When you are through the bankruptcy process, it is time to start setting yourself up for financial success. This means you should take time to think about your past financial habits and where there is room for improvement. This is an area in which a credit counselor can help tremendously.
The most important habit to develop is a monthly, written (or digital) budget. You need to know exactly what your monthly financial commitments are and how much money you will bring in each month. Having this all mapped out will help you work toward saving more than you spend and making sure you pay all of your creditors and other bills on time.
It’s also a good idea to streamline this budget as much as possible. Emphasize your needs and minimize wants for now.

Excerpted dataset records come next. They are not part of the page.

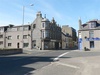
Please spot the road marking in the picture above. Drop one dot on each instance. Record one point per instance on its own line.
(68, 65)
(57, 58)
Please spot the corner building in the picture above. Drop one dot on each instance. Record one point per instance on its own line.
(41, 34)
(89, 35)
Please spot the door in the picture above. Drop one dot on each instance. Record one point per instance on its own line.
(17, 45)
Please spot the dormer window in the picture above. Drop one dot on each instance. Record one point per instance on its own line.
(42, 25)
(34, 26)
(92, 24)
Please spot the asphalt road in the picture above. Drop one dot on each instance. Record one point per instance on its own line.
(73, 63)
(31, 61)
(23, 64)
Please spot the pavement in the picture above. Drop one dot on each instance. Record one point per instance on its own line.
(89, 65)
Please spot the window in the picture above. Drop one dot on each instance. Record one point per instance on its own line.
(1, 36)
(91, 34)
(34, 26)
(17, 36)
(1, 29)
(25, 28)
(46, 34)
(9, 37)
(34, 43)
(1, 42)
(93, 24)
(25, 44)
(43, 25)
(43, 34)
(25, 36)
(91, 44)
(18, 29)
(9, 44)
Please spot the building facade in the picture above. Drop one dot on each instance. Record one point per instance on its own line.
(68, 37)
(88, 35)
(41, 34)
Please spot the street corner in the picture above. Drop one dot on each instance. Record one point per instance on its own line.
(56, 68)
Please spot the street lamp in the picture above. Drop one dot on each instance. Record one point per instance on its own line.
(23, 23)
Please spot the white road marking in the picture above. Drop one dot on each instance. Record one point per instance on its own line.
(68, 65)
(57, 58)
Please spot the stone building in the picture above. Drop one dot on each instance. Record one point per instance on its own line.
(89, 35)
(41, 34)
(68, 37)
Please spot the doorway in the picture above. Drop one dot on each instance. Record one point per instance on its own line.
(17, 45)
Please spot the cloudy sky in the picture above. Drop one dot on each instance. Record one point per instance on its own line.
(65, 12)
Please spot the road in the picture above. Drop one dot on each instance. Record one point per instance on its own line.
(35, 62)
(23, 64)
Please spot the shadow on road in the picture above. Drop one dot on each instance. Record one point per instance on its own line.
(16, 65)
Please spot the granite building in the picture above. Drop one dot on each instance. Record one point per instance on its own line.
(68, 37)
(41, 34)
(89, 35)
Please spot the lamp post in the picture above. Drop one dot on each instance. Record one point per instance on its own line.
(23, 24)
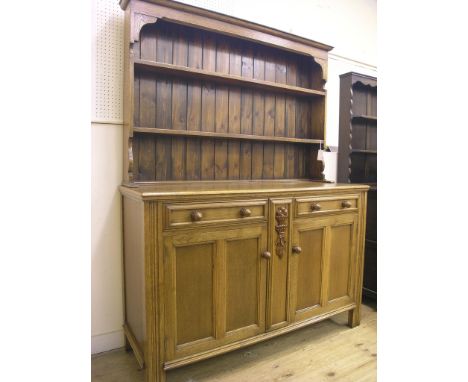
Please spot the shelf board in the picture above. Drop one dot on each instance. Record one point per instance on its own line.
(224, 78)
(364, 151)
(209, 134)
(366, 118)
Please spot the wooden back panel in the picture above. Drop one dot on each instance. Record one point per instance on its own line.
(173, 103)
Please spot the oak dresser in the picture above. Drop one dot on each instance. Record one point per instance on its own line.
(231, 234)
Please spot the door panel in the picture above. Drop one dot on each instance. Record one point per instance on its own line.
(342, 259)
(194, 285)
(323, 269)
(242, 271)
(215, 288)
(309, 278)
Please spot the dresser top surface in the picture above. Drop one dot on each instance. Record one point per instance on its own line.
(199, 188)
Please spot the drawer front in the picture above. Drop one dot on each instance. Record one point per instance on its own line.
(183, 215)
(326, 205)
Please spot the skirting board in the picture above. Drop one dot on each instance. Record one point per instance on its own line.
(107, 341)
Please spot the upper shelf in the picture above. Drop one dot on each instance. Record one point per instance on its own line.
(225, 78)
(366, 118)
(214, 135)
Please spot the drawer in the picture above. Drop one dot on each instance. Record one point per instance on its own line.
(187, 214)
(326, 205)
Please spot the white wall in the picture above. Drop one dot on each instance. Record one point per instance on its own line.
(349, 26)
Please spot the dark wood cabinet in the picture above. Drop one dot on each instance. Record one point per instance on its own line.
(231, 236)
(357, 156)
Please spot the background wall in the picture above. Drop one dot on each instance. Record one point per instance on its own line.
(349, 26)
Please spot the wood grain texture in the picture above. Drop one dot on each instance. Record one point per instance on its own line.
(324, 351)
(193, 85)
(223, 132)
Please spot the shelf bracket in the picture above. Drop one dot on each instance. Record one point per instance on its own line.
(139, 20)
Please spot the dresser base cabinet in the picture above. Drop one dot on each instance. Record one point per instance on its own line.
(214, 267)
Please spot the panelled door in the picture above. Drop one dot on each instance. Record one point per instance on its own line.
(215, 291)
(323, 262)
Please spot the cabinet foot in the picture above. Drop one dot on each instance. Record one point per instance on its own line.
(157, 376)
(128, 347)
(354, 317)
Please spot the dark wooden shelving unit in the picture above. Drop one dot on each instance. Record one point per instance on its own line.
(357, 156)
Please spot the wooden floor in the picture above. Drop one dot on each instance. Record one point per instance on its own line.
(326, 351)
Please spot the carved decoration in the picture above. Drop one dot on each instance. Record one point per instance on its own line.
(139, 21)
(324, 65)
(130, 159)
(280, 228)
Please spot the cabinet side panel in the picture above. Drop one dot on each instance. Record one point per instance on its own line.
(134, 262)
(194, 292)
(339, 261)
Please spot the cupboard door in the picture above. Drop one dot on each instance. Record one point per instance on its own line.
(215, 288)
(323, 264)
(308, 261)
(342, 259)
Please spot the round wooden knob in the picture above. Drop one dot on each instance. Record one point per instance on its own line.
(196, 216)
(245, 212)
(266, 255)
(315, 207)
(346, 204)
(296, 249)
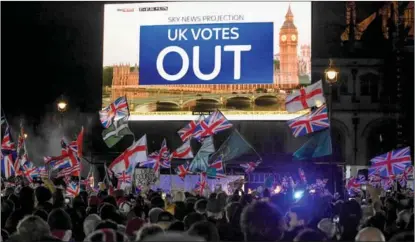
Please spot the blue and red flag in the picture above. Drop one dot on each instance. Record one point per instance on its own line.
(183, 170)
(116, 110)
(392, 163)
(216, 169)
(314, 121)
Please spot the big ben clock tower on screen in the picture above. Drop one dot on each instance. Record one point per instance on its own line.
(288, 52)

You want this budget to be sustainable, and coming out of bankruptcy will be a good time to start slow and focus on the items that matter most (food, housing, clothing, vehicle, and other essentials) while limiting luxuries.
Go Slow with Credit
You will want to work on rebuilding your credit while at the same time not taking on obligations you can’t meet. This is a delicate balance. Start slow and only open one account. For many people after bankruptcy, secured credit cards are a good option. In fact, for borrowers with very low credit scores, these may be the only option for opening a credit card. These products require you to put down small amounts of cash as collateral (which protects the bank and is why they are called “secured”).
Consider working with a credit union post-bankruptcy, as many may offer secured credit card products in addition to credit-builder loans.
The Path Forward
Bankruptcy is a challenging process. Financial stress often leads to bankruptcy, then the actual bankruptcy process creates even more stress and other financial impacts. The silver lining is that in the recovery process you have a chance to start over. If you need help at any point of your bankruptcy process (from thinking about filing all the way through the recovery), consider speaking with a credit counselor who can review your situation and help you make a personalized plan.